Learning, growing, and developing can be incredibly fulfilling. One recent study revealed employees that are always learning new things are literally ten times more likely to give their best effort at work.
But as fulfilling as learning and growth can be, it isn’t always fun. For example, completing a marathon imbues most people with such a deep sense of accomplishment that they put stickers on their otherwise pristine car or wear ill-fitting race t-shirts. Yet the depth of fulfillment most feel is matched only by the volume of sweat and tears that were dripped throughout training. Are the sweat and tears worth it for most people? Absolutely. But let’s not pretend the process of achieving that big accomplishment is always fun.
Growth requires stepping outside comfort zones
Like running a marathon, mastering new skills at work, advancing one’s career, or taking on new job roles are all forms of growth that, while deeply fulfilling, aren’t always fun. Earning that promotion typically requires an employee to step outside their comfort zone, push themselves harder, and develop their weaknesses.
Unfortunately, lots of leaders are more content to let their people focus on their strengths rather than develop their weaknesses.
Let me explain: More than one million leaders have taken the test “What’s Your Leadership Style?”
One of the questions asks respondents to choose between two conflicting statements:
- I like to keep people focused on their areas of strength.
- I like to push people to develop their weaknesses.
Currently, only about 44% of leaders choose to push people to develop their weaknesses. While having people work on their strengths isn’t exactly a recipe for disaster, neither is it a recipe for significant growth and development.
Staff want leaders that push them
Interestingly, 50% of people say that they want a leader that encourages significant growth.
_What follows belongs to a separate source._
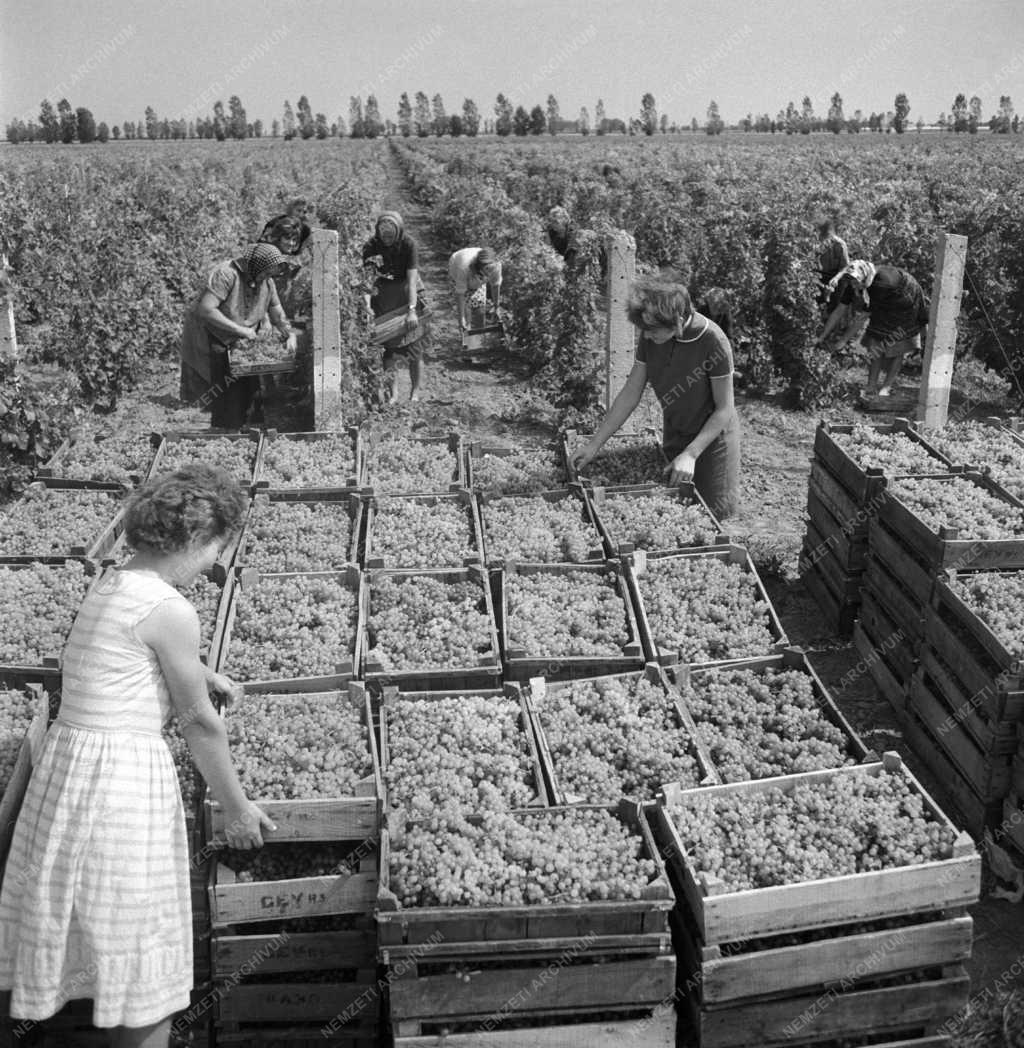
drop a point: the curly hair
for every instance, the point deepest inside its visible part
(174, 509)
This is known as the Idealist style of leadership. Idealists want to learn and grow, and they want everyone else to do the same. They have a blend of challenging employees to hit big goals while caring deeply about those employees. This style is like the coach or teacher who says, “I’m going to push you really hard, but I’m doing it because I want you to be great.”
Another 18% of people want an even more intense leader, the Pragmatist. This leader has high standards, and they expect themselves and their employees to meet those standards. They’re driven and competitive, and they value hitting their goals above all else.
In other words, overall, about two-thirds of employees want a leader who’s going to force them to grow, even if that means a bit of occasional discomfort.
HR must provide some discomfort first
In HR departments however, only nine percent of leaders are Idealists, and only six percent are Pragmatists (i.e., the two leadership styles most inclined to push employees outside their comfort zones). And while overall, 44% of leaders choose to push people to develop their weaknesses, only 36% of HR executives choose similarly. To really get their people to grown, HR professional are themselves going to have to demonstrate a significant mindset shift.
It’s certainly understandable that, in the current Great Resignation environment, HR leaders would view any notions of pushing employees skeptically. But it’s worth taking a look at why employees are quitting.
If a company is losing its least motivated and ambitious employees, then you can ignore everything I’ve said about pushing employees to grow and develop. But if you’re losing the best and brightest people, then it’s worth taking a very hard look at whether you’re developing them enough to retain them.